Our first day began Thursday at nine in the morning in San Diego, driving up to Los Angeles, eating a last American meal of Tri-Tip sandwich with baked beans and fries, and playing with dice in the airport terminal. Surprisingly a bag of peanuts was overkill on the marathon flight – something like 16 hours – which was filled with decent meals, copious beverages, painful sleeping, waking up with dead legs and cottonmouth, and only one trip to the bathroom about two hours before landing at Dusseldorf International. For topical in-flight reading I chose Survivor by Chuck Palahniuk, a novel about a man reciting his life story into the black box of a doomed jetliner. Waiting for Anja, our host Ryan met through Couch Surfing, storm clouds darkened the murals of Dusseldorf. Hoisting our bags over our shoulders, she led us to her apartment in time to watch the lightning from her balcony. With the meager sleep on the flight our day didn’t really end until 11 at night on Friday, about 40 hours after we began our travels from San Diego.
Anja, a German college student living in Dusseldorf, has been our gracious host and even went with us early on Saturday to a car dealership to translate some promising leads. The rest of the day left us less optimistic, however, as we walked for miles and miles to visit various used auto export dealerships without finding a vehicle to meet Mongol Rally requirements – small, cheap and less than ten years old.
It being Independence Day yesterday, I should note that the only acknowledgement of our American holiday was a man dressed as the Statue of Liberty in Main Station. But despite the local Germans being so unabashedly un-American, the Rhine was swelling with celebration that night. We weaved through drinking teams matched in costumes, some wearing antennae, others wearing sillier outfits. A man jumped in the river and then walked around sopping wet, collecting Euros from passersby. Anja and her roommate went to Cologne for the night so we checked into the only nearby hostel that wasn’t full, a comfy place but at 25 Euros a person not a sustainable option. We slept like rocks last night.
More searching and miles filled our day today. We sacrificed 4.40 Euro on plain croissants before discovering the complimentary breakfast. We gorged ourselves on corn flakes with boxed milk, bread with jam, yogurt, salami, cheese, and hard-boiled eggs in the small metal holder I’ve seen but never used before.
The rest of the day was not as encompassing as breakfast. It was hours in a small cyber cafe with one pigeon sneaking in the back door until we could hear it pacing the aisle behind the computer terminals as its feet went click click click. I took a nap in the courtyard, moving when the sun emerged behind a building, then moving again when the sun made a little more progress.

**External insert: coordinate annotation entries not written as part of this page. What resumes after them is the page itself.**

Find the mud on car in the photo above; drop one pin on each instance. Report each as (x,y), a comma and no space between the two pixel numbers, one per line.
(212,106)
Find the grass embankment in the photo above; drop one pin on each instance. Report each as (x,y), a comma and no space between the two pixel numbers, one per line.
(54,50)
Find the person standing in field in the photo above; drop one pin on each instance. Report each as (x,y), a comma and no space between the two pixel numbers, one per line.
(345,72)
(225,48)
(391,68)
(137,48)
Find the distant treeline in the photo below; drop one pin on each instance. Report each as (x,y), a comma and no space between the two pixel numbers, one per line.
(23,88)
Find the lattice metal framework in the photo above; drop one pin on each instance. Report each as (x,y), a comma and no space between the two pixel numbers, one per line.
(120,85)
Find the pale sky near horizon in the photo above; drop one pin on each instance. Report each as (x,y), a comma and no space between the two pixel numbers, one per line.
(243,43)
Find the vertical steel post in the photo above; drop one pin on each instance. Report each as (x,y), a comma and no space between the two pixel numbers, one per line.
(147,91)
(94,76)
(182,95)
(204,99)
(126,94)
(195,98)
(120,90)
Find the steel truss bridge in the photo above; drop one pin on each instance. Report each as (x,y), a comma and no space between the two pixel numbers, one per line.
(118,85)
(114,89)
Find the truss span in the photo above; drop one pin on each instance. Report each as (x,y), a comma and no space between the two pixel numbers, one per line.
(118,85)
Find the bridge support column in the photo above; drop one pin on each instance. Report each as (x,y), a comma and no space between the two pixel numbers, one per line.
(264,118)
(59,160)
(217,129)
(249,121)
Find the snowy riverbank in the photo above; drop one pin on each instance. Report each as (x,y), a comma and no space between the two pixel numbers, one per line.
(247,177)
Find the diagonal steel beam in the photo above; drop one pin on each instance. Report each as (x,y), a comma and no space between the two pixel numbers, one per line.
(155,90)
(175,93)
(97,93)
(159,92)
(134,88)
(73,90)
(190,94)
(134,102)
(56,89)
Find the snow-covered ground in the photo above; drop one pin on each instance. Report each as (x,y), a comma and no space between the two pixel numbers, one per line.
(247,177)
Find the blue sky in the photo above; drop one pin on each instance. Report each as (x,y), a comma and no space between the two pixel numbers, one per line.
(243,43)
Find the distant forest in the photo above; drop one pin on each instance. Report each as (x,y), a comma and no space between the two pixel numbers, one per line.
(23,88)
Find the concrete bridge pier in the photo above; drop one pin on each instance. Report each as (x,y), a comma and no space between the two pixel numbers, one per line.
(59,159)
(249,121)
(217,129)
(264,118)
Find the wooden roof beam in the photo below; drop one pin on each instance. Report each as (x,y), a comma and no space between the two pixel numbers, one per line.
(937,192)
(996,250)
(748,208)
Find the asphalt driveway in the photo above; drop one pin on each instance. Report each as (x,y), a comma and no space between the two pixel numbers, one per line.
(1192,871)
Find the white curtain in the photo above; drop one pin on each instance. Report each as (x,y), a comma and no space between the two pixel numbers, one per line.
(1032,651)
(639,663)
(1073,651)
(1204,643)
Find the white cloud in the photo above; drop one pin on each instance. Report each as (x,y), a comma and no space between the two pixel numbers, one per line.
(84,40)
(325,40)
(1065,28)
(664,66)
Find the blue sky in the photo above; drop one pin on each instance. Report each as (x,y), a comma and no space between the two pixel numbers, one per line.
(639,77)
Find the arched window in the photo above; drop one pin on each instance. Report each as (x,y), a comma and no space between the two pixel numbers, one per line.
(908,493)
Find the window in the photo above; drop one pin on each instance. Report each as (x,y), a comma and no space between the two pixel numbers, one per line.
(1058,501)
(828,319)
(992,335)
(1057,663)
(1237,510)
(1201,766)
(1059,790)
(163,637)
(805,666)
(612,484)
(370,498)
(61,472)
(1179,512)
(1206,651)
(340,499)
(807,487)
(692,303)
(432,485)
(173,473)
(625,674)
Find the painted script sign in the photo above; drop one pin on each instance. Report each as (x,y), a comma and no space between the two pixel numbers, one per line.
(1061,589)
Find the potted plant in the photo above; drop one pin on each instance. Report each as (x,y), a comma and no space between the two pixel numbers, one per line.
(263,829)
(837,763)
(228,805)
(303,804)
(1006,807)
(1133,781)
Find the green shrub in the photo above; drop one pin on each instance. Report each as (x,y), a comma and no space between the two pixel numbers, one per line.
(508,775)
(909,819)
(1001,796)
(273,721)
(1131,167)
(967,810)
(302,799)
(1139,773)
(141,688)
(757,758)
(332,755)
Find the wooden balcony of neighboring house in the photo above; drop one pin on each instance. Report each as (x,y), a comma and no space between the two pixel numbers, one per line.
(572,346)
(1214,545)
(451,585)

Then it was hours in Main Station, waiting for word from Anja – the four of us had different impressions of whether our welcome was worn out or not. To our surprise she is letting us stay until we find a car. At the station I felt asleep sitting in a chair and woke up with my leg a tingling mass of inanimate flesh.
Michael, Bones and I had pizza down the street for a late dinner on a deserted Sunday evening – it was a surprise to find most shops closed throughout the day. The pizza was delicious and the Indian restaurant owner couldn’t help but mention Arnold Schwarzeneggar before we left.